Gemeinschaft

Gedanken zum Sonntag, 19. August 2018 (Johannesevangelium 6,51-58)

 

Nun bin ich zum dritten Mal in dieser Kirche für den Sonntagsgottesdienst. Seit wenigen Wochen studiere ich in Paris und bin immer noch dabei, mich an die Grossstadtverhältnisse und die Sprache zu gewöhnen. Ich bin etwas zu früh und geniesse es in der grossen alten Kirche zu sitzen und die Stimmung auf mich wirken zu lassen. Da werde ich angesprochen von einer Frau. Sie fragt mich, ob ich zur Messe käme – was ich bejahe. Dann fragt sie mich, ob ich helfen würde, die Kommunion zu verteilen. Ich bin überrascht, will etwas entgegnen. Sie beschwichtigt und meint, wer mehr als zwei drei Mal hier zur Messe komme, der gehöre dazu.

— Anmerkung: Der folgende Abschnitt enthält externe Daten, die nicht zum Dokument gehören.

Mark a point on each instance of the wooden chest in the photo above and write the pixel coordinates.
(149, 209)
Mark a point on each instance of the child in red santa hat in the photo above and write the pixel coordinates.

Dies war im Herbst 1988. Ich bin dann ein ganzes Jahr immer wieder in St. Merry im Herzen von Paris zur Kirche gegangen. Als fremder Student angenommen und persönlich willkommen zu sein, kannte ich nicht. Dass ich mich beteiligen konnte und dazu eingeladen wurde, beeindruckte mich. Und unvergesslich bleibt mir die Messe, weil wir alle – manchmal weit über 200 Leute – mit dem Pfarrer um den Altar standen und miteinander feierten. Wir waren eine Gemeinschaft von gleichwertigen Menschen unterschiedlicher Herkunft, Geschichten und Rollen.

Eben komme ich von meiner Wanderung aufs Stanserhorn zurück. Noch halbdunkel war es, als ich zu Hause aufgebrochen bin. Ich geniesse es, ganz allein zuerst durch den Wald und dann über steile Wiesen und Planggen auf unseren Hausberg zu steigen. Wenn ich so unterwegs bin und bei einer kurzen Verschnaufpause in die Bergwelt des Berneroberlands schaue, dann erfüllt mich ein tiefes Gefühl der Freiheit – ohne Sorgen. Mit jedem Höhenmeter, den ich mache, wird eine innere Freude verstärkt. Ich bin zwar allein, brauche und geniesse es, aber die Sicht in die Tiefe und die Weite strahlt so einen Frieden aus, der mich zum Teil des Ganzen werden lässt und doch Bodenhaftung gibt. Und alles ist in Ordnung.

Diese beiden Erinnerungen tauchen auf, wenn ich das heutige Evangelium lese. Nein – sie finden sich nicht direkt im Text. Ich finde sie auf einem Umweg. Wie der Autor des Textes, wir nennen ihn Johannes, spricht, ist mir zwar von der Tradition bekannt, aber gleichwohl fremd. Das Bild von Fleisch und Blut liegt mir nicht und ich brauche einiges an Zeit, dem auf die Spur zu kommen, was gemeint sein könnte.

Kann es sein, dass meine Erfahrung beim z’Bärg gehen nicht eine Vorahnung sein können von dem, was als himmlische Gemeinschaft von Johannes erzählt wird? Ein Urvertrauen mit Gott, Sohn und Geist? Und geht es dem, was Jesus und seine Freundinnen und Freude teilten, im Ursprung des Abendmahls nicht darum, was mich seit 30 Jahren nie losgelassen hat?

Thomas Wallimann-Sasaki ist Theologe und Sozialethiker. Er leitet das Institut für Sozialethik «ethik22» in Zürich und ist Präsident a.i. der Nationalkommission Justitia et Pax der Schweizer Bischofskonferenz.